In the Arbitrator’s view that argument has some validity in the instant case. It is clear that Mr. Wood did intend to return to his locomotive to inspect it with two R.T.C. officers, and that he was never at any great distance from it while it was idling. On the other hand, however, there appears in the grievor’s own evidence to be some recognition that he nevertheless had an obligation to lock the door of his unit when he did leave it. This is evident in his own reply to the Company officers when they asked him why his unit was not locked. He answered that he had tried for a period of some five minutes to lock the cab, but had been unsuccessful in doing so. On the whole, I am satisfied that the grievor did advert to the need to secure his locomotive, whether or not it could be considered to be fully "unattended" for the purposes of its being secured. On the other hand, the Arbitrator has some difficulty with the assertion of the Company with respect to the degree to which the unit was in fact unattended.
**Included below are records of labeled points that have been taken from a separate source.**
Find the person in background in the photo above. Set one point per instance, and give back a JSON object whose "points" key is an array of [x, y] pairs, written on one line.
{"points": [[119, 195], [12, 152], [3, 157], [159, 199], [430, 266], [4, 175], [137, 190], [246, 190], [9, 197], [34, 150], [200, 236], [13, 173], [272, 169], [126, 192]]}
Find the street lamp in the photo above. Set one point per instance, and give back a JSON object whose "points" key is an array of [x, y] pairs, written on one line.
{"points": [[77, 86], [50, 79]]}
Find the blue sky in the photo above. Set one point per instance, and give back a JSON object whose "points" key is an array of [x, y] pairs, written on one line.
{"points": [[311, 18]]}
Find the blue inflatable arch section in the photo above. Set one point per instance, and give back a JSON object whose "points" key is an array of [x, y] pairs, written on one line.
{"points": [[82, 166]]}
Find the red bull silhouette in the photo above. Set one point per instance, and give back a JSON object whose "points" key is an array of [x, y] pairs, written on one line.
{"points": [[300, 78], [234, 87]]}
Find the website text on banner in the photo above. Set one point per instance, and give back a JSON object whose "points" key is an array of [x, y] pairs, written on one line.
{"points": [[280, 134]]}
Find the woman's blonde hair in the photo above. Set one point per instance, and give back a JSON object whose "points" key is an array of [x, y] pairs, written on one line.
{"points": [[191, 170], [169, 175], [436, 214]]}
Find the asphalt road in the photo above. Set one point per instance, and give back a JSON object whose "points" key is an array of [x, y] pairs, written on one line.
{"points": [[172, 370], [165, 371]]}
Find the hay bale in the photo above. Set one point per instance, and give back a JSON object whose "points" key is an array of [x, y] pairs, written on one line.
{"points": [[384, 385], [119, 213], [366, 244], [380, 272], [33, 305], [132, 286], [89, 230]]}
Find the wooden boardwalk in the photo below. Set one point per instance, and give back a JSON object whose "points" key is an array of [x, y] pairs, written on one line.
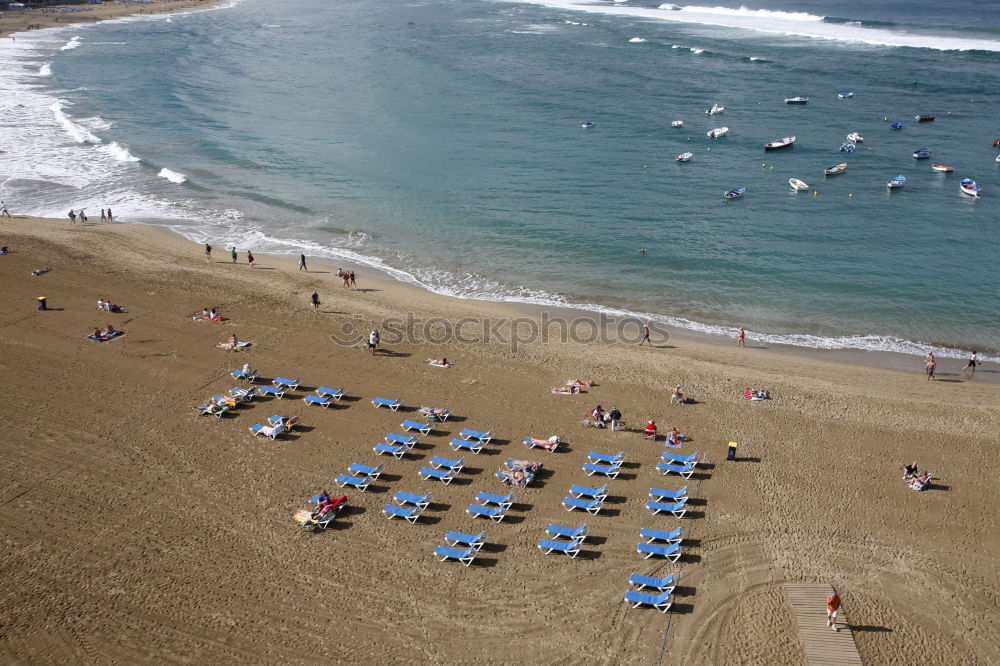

The discipline imposed against the grievor was based, in part, on the contents of Item 6.9 of Regional Notice No. 042/86 which is headed "Protection of Locomotive Against Unauthorized Movement When Left Unattended". It is that provision that requires that the reverser lever be removed when a door lock will not function, and that it should be left with a designated employee or in some other place designated by supervision. In the instant case the question of whether the locomotive was left unattended for the purposes of the Company’s regulation is a matter of judgement. Given the location of the unit, and in particular its proximity to the grievor and the office at Rockingham, only one hundred and fifty feet away, the locomotive unit cannot be said to have been as unattended as it might have been had it been left in some remote location of a yard where it could not easily be observed. On the other hand, the grievor’s own acknowledgment that he attempted to lock the door of the cab upon leaving the locomotive confirms that it was not inappropriate to take some steps to secure it in the circumstances.
On the whole of the evidence I am satisfied that the evidence discloses an error of judgement on the part of the grievor, but not an error that would justify the imposition of thirty demerits. For these reasons, therefore, the Arbitrator orders the substitution of ten demerits for the thirty demerits assessed, the lesser penalty to be effective on the date that the initial discipline against Locomotive Engineer Wood was assessed. I retain jurisdiction in the event of any dispute between the parties respecting the execution of this award.